Peter Coker 1926-2004

Born in London on 27nd July 1926, the son of a businessman Peter Godfrey Coker grew up in Leytonstone where he acquired a love of music from his mother and knowledge of engraving from his maternal grandfather who was a book-edge marbler. At Pettits School, near Havering, where he was a pupil from the age of eleven, he was recognised as a talented young artist by Rogerson, one of his schoolmasters. After school he started working for his father's confectionary business but soon left his job there to work for the book publishing section of Odhams Press, fetching art work and helping lettering book jackets whilst taking evening classes at St Martin's School of Art.
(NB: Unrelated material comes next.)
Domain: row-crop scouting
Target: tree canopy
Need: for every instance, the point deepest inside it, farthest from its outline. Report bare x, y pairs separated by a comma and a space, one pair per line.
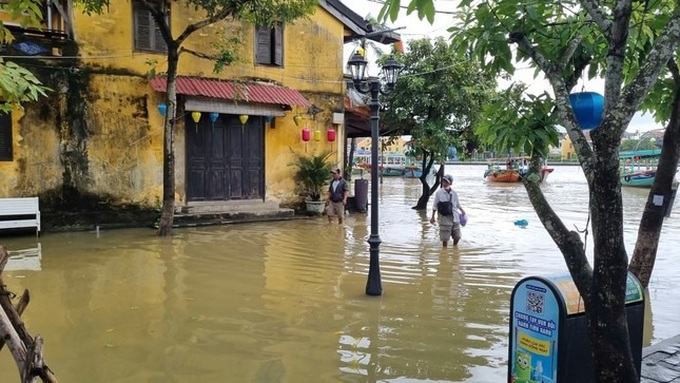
628, 44
438, 100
He volunteered for the Fleet Air Arm in 1943 and continued studying full-time at St Martin's in 1946 where he remained until 1949-50. After leaving St Martin’s Coker travelled to France and Italy, and fell under the influence of the nineteenth-century Realist painter, Gustave Courbet.

 

In 1950 he began studying at the Royal College of Art where he was awarded two scholarships, and from 1954-1973 taught painting at St Martin’s, subsequently transferring his teaching skills to the City and Guilds of London Art School where he taught from 1973 to 1985. During these years in London he became acquainted with Derek Greaves, John Bratby, Edward Middleditch and Jack Smith, all of them part of a group devoted to scenes of domestic life under the name Kitchen Sink School. Coker became known for his paintings of stylised and bloodless animal carcases which were apparently memory images of a butcher’s near his home in Leytonstone, and in 1973 he achieved fame through hanging in a major Royal Academy Exhibition: Paintings and Drawings of the Butcher’s Shop.

 

He had a number of one-man shows in London and other parts of the country during the 1970s, including four solo exhibitions at the Zwemmer Gallery under the direction of Michael Chase, later Director of the Minories Art Gallery in Colchester. Increasing fame and a growing international reputation increased his public profile when he participated in the famous BBC radio programme The Critics in.

 

He was elected Associate of the Royal Academy in 1965 and Royal Academician in 1972. He also published a book entitled Etching Techniques in 1976. His later work was much inspired by Nicholas de Stael, and continued to be throughout the rest of Coker's life. However, de Stael died in 1985 and after this Coker suffered heart attacks and a stroke. His wife nursed him through this period and he began painting again in his last years.

 

Coker’s work is present in many public collections including the Fitzwilliam Museum, Cambridge, the British Museum, the Tate Gallery and the Victoria and Albert Museum, London.